Feeding ecology of the Long-tailed Duck Clangula hyemalis wintering in the Gulf of Gdańsk (southern Baltic Sea)
Keywords:winter ecology, age differences, sexual dimorphism
The feeding ecology of the Long-tailed Duck Clangula hyemalis was studied in the Gulf of Gdańsk during eight wintering seasons (November–April) 1972–1976 and 1986–1990 (423 food samples). The number of food taxa consumed was at least 28 (23 animal and 5 plant). Long-tailed Ducks fed mainly on bivalves of which Macoma baltica and Mya arenaria were the most important, then Mytilus edulis and Cardium glaucum. Fish, mostly Ammodytidae, and fish eggs were present in ca. every fourth sample. Crustaceans, polychaetes and gastropods constituted the remaining significant prey. Plant food was incidental.
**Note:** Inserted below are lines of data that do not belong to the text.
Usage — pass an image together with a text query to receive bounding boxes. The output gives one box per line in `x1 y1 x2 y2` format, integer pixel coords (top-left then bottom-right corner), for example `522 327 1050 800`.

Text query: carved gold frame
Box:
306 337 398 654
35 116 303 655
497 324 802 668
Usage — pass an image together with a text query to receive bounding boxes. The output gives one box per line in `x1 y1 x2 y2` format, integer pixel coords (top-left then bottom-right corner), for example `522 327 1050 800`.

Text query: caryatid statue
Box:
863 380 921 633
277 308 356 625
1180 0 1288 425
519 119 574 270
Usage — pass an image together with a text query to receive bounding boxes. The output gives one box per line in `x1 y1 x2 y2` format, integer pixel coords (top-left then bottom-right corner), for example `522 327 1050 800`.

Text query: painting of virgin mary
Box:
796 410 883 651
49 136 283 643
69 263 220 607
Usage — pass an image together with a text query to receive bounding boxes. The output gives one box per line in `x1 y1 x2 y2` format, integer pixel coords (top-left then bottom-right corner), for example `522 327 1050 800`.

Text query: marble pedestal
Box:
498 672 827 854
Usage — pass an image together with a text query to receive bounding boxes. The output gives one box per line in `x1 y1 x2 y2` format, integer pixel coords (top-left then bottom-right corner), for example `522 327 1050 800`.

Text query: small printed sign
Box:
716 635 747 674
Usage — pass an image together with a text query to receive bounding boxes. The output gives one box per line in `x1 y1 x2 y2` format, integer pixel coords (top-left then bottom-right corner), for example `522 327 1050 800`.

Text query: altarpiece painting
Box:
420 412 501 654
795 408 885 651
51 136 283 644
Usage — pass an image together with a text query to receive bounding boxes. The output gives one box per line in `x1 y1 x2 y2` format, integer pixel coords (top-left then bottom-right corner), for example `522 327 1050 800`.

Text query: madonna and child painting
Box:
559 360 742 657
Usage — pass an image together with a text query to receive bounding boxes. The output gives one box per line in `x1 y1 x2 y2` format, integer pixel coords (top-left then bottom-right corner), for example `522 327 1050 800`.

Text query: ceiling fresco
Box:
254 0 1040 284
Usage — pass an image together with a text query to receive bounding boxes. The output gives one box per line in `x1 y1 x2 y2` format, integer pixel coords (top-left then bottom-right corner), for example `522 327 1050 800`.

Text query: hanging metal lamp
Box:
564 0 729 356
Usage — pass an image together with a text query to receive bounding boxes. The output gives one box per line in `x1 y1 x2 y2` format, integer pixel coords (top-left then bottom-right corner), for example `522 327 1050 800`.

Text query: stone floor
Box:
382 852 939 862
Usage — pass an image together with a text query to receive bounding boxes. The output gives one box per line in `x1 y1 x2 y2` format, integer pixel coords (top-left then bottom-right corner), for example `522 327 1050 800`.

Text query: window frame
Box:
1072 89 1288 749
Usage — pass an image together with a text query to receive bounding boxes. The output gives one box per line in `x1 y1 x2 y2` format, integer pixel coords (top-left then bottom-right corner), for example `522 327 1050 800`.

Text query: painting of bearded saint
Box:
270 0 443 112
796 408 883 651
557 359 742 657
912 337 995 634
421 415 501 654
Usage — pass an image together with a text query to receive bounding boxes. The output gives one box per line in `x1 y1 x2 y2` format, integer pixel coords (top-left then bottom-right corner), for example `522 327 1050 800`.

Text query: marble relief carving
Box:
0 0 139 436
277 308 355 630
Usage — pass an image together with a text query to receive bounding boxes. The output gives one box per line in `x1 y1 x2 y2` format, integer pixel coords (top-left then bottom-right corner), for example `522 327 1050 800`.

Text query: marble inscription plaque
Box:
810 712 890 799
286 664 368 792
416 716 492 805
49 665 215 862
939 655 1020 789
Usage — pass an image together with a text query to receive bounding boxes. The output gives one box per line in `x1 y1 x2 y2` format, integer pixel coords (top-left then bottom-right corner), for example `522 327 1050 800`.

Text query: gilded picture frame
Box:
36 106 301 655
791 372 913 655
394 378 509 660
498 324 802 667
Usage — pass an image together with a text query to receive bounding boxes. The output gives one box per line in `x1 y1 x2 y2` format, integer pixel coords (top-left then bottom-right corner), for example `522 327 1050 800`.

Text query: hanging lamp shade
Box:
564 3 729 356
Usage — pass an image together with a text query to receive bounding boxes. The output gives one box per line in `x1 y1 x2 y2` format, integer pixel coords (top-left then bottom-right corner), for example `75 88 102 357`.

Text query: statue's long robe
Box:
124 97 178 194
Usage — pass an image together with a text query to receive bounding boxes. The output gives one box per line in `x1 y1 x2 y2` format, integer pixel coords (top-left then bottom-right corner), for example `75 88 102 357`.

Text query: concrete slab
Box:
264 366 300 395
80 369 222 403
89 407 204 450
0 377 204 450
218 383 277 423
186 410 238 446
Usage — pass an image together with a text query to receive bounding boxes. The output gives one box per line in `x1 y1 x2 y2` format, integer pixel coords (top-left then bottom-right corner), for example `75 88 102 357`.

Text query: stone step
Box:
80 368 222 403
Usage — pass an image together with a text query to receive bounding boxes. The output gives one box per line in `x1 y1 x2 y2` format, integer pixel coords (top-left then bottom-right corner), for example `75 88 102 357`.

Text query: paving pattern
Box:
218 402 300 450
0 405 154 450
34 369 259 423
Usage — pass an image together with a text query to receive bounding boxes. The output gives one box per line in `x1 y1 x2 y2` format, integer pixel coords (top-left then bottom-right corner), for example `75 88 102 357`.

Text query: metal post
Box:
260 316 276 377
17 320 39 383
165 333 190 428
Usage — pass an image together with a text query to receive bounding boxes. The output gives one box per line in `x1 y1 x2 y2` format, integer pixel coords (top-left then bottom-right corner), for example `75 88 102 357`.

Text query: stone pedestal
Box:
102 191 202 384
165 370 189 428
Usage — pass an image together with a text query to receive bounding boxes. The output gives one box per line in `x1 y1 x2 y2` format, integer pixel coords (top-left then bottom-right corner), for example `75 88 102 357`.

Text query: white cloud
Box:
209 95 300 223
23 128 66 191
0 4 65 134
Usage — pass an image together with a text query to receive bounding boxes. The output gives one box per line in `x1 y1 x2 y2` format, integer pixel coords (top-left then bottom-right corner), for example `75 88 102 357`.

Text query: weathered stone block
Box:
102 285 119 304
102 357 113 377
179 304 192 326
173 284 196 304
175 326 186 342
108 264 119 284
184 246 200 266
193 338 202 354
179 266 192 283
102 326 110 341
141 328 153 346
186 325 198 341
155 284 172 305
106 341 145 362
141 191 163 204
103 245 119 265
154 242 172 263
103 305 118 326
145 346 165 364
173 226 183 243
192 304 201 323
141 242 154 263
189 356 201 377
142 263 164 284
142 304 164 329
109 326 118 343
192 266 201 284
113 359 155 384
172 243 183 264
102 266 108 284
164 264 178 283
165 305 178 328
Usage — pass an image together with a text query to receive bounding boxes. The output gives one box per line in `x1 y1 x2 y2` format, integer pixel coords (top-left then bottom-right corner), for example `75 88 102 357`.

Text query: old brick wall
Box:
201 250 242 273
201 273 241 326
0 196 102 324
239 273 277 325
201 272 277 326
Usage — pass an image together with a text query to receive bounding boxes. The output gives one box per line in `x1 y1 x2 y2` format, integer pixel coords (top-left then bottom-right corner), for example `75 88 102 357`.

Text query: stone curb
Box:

Birds selected main food items (3 bivalves) of shell length ca. 11.0–11.6 mm regardless of their different average size found in zoobenthos. Seasonal and some age and sex related differences in Long-tailed Duck diet were found. They consumed proportionally more Mytilus and Cardium in December and January and less later in the season. Crustaceans, polychaetes and especially fish (fish eggs) increased their percent share in the diet in the spring. Adult birds tended to eat more Mytilus and Cardium while immatures ingested more crustaceans. Birds caught in nets set deep (>20 m) fed largely on Mesidothea entomon. Long-tailed Ducks function as first to fourth-order carnivores in the food web of the Gulf of Gdansk. Due to their high numbers and long period of staying they consume considerable biomass of main food prey. Estimated yearly consumption of bivalves amounts to 6 350 tonnes (Macoma baltica–2,100, Mya arenaria–1,700, Mytilus edulis–1,600, Cardium glaucum–950), fish–1,120, crustaceans–400, polychaetes–200, and gastropods–125 tonnes. At least locally, they prey significantly on certain age classes of the most important food taxa.